For REST auth, drive the real strategies through `t.http` with real
headers — the test app runs the same authenticate → authorize → validate
pipeline as production.

## Overriding configuration

`configurations` merges over whatever the app configured per binding key:

```ts
await using t = await createTestApp(MyApplication, {
  configurations: {
    'servers.RestServer': {basePath: '/api'},
    'servers.MCPServer': {name: 'test-server'},
  },
});
```

(The harness always forces `port: 0` and `transports: {stdio: false}` on top
— tests must not grab fixed ports or hijack stdio.)

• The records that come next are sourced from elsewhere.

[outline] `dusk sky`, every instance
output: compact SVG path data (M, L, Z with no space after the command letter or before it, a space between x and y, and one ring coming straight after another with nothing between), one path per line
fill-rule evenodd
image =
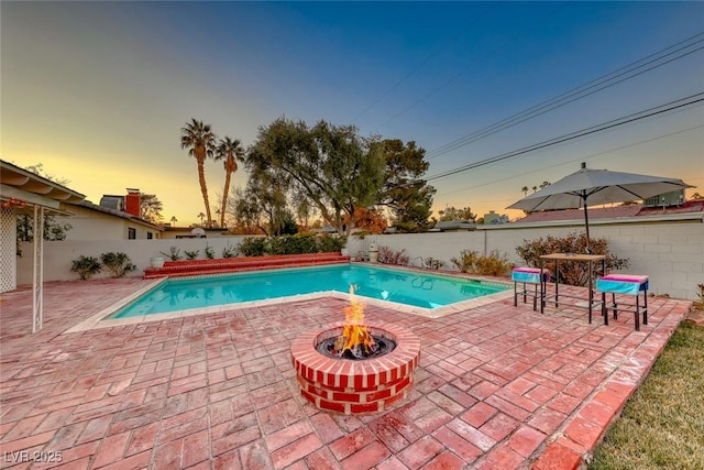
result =
M580 162L704 194L702 102L432 178L704 92L704 2L2 1L0 18L2 160L42 163L95 204L155 194L178 226L205 211L180 149L191 118L245 146L282 116L416 141L436 216L516 217L505 208L521 187ZM619 69L603 90L442 151ZM215 210L222 164L206 178ZM242 168L232 185L245 184Z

## What to test at which level

- **Unit**: pure logic, decorators' metadata, a hook's behavior with a fake
  `info` object. No app boot. Fast enough to run on every save.
- **Integration** (`createTestApp`): the contract — routes validate and
  serialize as declared, tools appear/disappear by scope, error envelopes
  carry the right `code`. This is where boundary coherence pays off: shape
  mistakes are already impossible by compile time or startup, so these tests
  assert _behavior_, not bookkeeping.
- **Don't test the framework**: re-asserting that Zod validates or that
  OpenAPI emits is the workspace's job (2,000+ tests here). Your tests own
  your handlers' behavior.

One startup behavior worth relying on instead of testing: URL placeholders
are cross-checked against `path:` schemas at `app.start()` — so a single
"the app boots" integration test catches every route/schema mismatch in the
codebase at once.

## Testing time, randomness, and queues

- Stores and meters take injectable clocks/id generators
  (`MeterOptions.now/genId`) — bind deterministic ones rather than sleeping.
- The in-memory messaging adapter (`@agentback/messaging`) runs jobs
  and events in-process; integration tests can await a job's completion
  without Redis. The BullMQ adapter has its own conformance suite that runs
  only when `REDIS_URL` is present — follow that pattern for tests needing
  external services: skip, don't mock the world.